Google had announced the acquisition of wearables company FitBit for $2.1 billion in November 2019, to help invest further in Wear OS and introduce Made by Google wearables into the market. The transaction was notified to the Commission on 15 June 2020. The watchdog said its investigation should be completed by 9 December.
The Commission’s major concerns
Google had informed the Commission on July 13, that it will create a data silo to separately store data collected from wearables. It also committed that Google will not use that data for advertising. However, the Commission said that the data silo commitment proposed by Google is insufficient to clearly dismiss doubts about the effects of the transaction. It added that the data silo remedy did not cover all the data that Google would access as a result of the transaction and would be valuable for advertising purposes.
The Commission is also of the opinion that by acquiring Fitbit, Google would acquire the database maintained by Fitbit about its users’ health and fitness, and also the technology to develop a database similar to Fitbit’s.
In addition, the Commission will examine:
- The effects of the combination of Fitbit’s and Google’s databases and capabilities in the digital healthcare sector, which is still at a nascent stage in Europe
- Whether Google would have the ability and incentive to degrade the interoperability of rivals’ wearables with Google’s Android operating system for smartphones once it owns Fitbit.

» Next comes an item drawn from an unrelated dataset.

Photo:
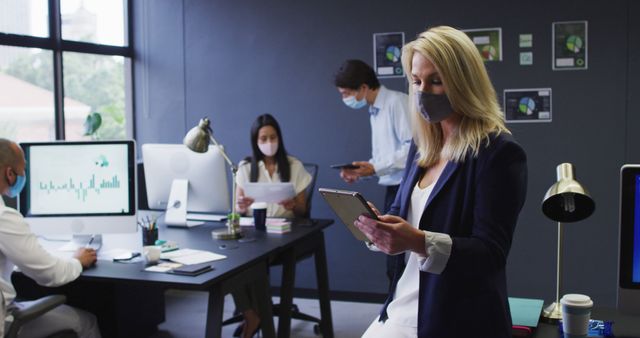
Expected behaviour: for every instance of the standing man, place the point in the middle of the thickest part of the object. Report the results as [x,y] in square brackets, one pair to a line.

What Google said: “This deal is about devices, not data,” said Rick Osterloh, senior VP for devices and services at Google. “We’ve been clear from the beginning that we will not use Fitbit health and wellness data for Google ads. We recently offered to make a legally binding commitment to the European Commission regarding our use of Fitbit data. As we do with all our products, we will give Fitbit users the choice to review, move or delete their data. And we’ll continue to support wide connectivity and interoperability across our and other companies’ products,” he added.
In Europe: Before this, the European Data Protection Commission had raised privacy concerns around the acquisition, saying that “the combination and accumulation of sensitive personal data regarding people in Europe by a major tech company could entail a high level of risk to privacy and data protection”.
Privacy and antitrust concerns around the acquisition were raised in the US: A coalition of privacy, consumer and social justice groups had, in November 2019, asked the United States government to block the acquisition, citing antitrust and privacy concerns. Fitbit would help Google to increase its dominance over internet searches, and give it another way to gather health information, the coalition had said.